Salz visited the United States for the first time in 1936. He settled in New York City in 1938. After the Second World War, he was involved in the repatriation of stolen art works. In New York, he began to specialize in the art of Impressionism. From his New York base, he sold artworks by Pierre-Auguste Renoir, Paul Cézanne, Edgar Degas, Camille Pissarro, Claude Monet, Édouard Manet, Alfred Sisley, and Henri de Toulouse-Lautrec. Although he used an outside gallery, he created a private gallery in his home on East 76 Street, to which he asked potential buyers to come in order to show them his private art collection.
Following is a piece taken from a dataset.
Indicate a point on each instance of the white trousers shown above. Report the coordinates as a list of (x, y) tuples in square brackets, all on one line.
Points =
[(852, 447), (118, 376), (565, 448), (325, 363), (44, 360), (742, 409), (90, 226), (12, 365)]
His clients have included renowned museums and collectors like Albert C. Barnes, Paul Mellon, Henry Ford II, David Rockefeller, and William S. Paley. There were personalities from the film such as Greta Garbo, Orson Welles, Billy Wilder, Kirk Douglas, and Edward G. Robinson. Among Salz's friends were writer Erich Maria Remarque, pianist Vladimir Horowitz, and painter Diego Rivera.

Charitable donations

He donated art to several institutions. He gave sketches by Paul Gauguin to the Israel Museum in Jerusalem. He donated to the Louvre Édouard Manet's Asparagus. To the Art Institute of Chicago, he gave the paintings Virgin and Child with Saint Elizabeth and John the Baptist as a child by Jacques Blanchard. He gave Claude Monet's The Bodmer Oak, Fontainebleau Forest to the Metropolitan Museum of Art in New York City. He donated the sculpture The Serf by Henri Matisse and paintings and drawings by Édouard Vuillard to the Museum of Modern Art in New York City. In recognition of his gifts to the museum, the Metropolitan Museum of Art named Salz a Fellow in Perpetuity of the Museum. In Jerusalem, Salz underwrote the construction of a small park that was named for his father, who was murdered by the Germans during the Holocaust.
During the Kennedy administration, he donated to the White House in Washington, D.C., the painting The Declaration of Independence of the United States of America, July 4, 1776 by Charles Édouard Armand-Dumaresq.